Amores Expressos (1994), de Wong Kar-Wai | Crítica

Cinema Marginal
3 min readJun 8, 2021

por Almir Basílio

Os personagens se apegam a cada leseira que é satisfatório ver que o filme representa essa condição brincando com a estética do jeito que pode. Cada personagem tem a sua cruzada particular, no geral querendo desapegar de alguém que ficou no passado, e nisso entram numa melancolia irracional na qual ficam presos. Esse estado emocional que os mantém desconectados da realidade é sentido quando a câmera os acompanha livremente, sem se prender a uma distância ou ângulo padronizados, nem a uma posição que sempre os deixe plenamente visíveis. Às vezes eles ficam meio escondidos atrás de uma parede ou de um vidro embaçado, ou ofuscados por uma placa luminosa, menos ajustados àqueles cenários do que normalmente estariam. A passagem de tempo, também, não é sentida por eles de um jeito normal, como reforça a recorrente queda de quadros por segundo e os vários cortes aparentemente desordenados.
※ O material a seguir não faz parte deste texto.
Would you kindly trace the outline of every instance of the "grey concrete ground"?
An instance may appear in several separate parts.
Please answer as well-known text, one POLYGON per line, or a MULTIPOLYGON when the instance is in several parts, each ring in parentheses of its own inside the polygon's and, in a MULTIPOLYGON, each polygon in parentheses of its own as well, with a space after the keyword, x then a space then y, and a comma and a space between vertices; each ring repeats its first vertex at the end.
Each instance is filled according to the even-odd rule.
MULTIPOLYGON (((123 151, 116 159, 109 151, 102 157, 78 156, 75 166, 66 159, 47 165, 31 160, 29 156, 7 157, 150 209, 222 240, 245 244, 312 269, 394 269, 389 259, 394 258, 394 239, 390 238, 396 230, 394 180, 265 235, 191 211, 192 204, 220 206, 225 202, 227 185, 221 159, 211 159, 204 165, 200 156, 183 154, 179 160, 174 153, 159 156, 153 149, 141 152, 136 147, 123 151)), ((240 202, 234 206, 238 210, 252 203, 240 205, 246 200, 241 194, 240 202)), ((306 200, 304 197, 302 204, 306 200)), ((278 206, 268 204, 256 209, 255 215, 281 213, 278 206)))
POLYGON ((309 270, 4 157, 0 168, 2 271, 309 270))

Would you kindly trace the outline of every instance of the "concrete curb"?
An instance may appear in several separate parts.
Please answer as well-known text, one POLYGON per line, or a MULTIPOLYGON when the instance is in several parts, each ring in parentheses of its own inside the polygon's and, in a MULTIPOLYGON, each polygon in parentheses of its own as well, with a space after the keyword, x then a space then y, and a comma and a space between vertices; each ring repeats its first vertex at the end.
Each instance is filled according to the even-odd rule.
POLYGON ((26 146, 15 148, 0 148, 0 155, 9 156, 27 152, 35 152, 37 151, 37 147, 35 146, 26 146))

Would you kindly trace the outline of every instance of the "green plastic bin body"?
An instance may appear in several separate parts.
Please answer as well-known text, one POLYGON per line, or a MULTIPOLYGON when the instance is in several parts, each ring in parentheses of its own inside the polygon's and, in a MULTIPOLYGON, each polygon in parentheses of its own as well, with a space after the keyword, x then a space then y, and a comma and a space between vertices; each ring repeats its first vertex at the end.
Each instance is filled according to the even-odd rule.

Cada um fica imerso na sua própria realidade individual que não necessariamente faz sentido pra quem vê de fora. Ficam apegados a algo específico que funciona como a música pra doidinha da lanchonete, que, como ela mesma diz, ajuda a não ter que pensar. Quem mais destoa entre os quatro protagonistas é a criminosa da peruca loura, cujo único traço claro é a instabilidade característica do seu ofício — até que o primeiro policial tromba com ela por acaso. Ela aparece sem contexto e desaparece sem explicações, abrindo pouco ou nenhum espaço pra entrarem na sua realidade individual, ainda que o policial tente. A ele só é legada a perspectiva de algo diferente do seu estado emocional anterior, que a princípio parecia eterno. E isso é suficiente: depois, esses dois somem pra não aparecer mais pelo resto do filme. A segunda metade tem novos protagonistas, e um segundo policial afligido por uma obsessão com o passado parecida com a do primeiro. Tal como na primeira parte, os universos particulares na cabeça de cada um não nos aparecem de modo tão permanente e estável como os personagens acreditam ser, e aos poucos eles vão assimilando isso, que o filme indica desde o começo.
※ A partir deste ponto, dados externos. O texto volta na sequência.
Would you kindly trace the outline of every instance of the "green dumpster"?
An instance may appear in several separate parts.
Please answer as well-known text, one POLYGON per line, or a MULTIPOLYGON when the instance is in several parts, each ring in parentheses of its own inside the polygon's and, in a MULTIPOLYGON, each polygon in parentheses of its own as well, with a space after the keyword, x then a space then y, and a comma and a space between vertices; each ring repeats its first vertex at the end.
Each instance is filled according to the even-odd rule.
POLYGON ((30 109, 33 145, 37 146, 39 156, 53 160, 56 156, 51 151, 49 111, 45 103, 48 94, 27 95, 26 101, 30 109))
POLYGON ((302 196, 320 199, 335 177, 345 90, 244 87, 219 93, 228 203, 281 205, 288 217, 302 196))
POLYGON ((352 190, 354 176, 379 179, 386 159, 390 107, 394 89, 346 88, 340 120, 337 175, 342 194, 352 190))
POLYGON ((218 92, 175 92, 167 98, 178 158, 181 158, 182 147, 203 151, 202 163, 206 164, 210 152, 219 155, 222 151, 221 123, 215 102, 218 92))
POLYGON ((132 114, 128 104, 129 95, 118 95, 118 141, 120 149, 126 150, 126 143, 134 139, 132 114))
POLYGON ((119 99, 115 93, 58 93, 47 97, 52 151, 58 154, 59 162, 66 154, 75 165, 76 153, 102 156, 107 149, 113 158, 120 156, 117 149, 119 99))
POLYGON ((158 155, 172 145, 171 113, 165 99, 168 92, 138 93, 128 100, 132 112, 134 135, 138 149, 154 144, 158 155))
Fora a excentricidade das obsessões (comprar abacaxi enlatado que vence no dia que venceria o romance; manter hábitos em casa achando que a namorada vai aparecer), que já seriam o bastante pra dar um ar cômico ao coração partido dos personagens, a questão é que Wong Kar Wai não entra na deles. O que eles sentem e interpretam como se fosse o fim do mundo nos aparece como uma melancolia quase inocente. A estética é tão encantadora (às vezes lúdica, como a trilha sonora reforça — e não por acaso a personagem mais engraçada vive ouvindo música) que não nos permite afundar na tristeza que pra eles parece não acabar, mas, pelo contrário, indica a saída que eles mesmos virão a encontrar ao cruzar com outras pessoas. Esse processo se revela aos poucos, e portanto não é tão instantâneo a ponto de fazer duvidar da relevância dos sentimentos apresentados. Estes nunca deixam de estar em evidência, só vão assumindo outro caráter com o passar do tempo. A liberdade que a câmera assume se mantém, mas a desconexão com a realidade por ela provocada deixa de ser associada a uma recusa dos personagens em aceitar os acontecimentos e torna-se o que pareceu ao público desde o começo: uma percepção individual que, pra quem a possui, é tão relevante quanto fugaz.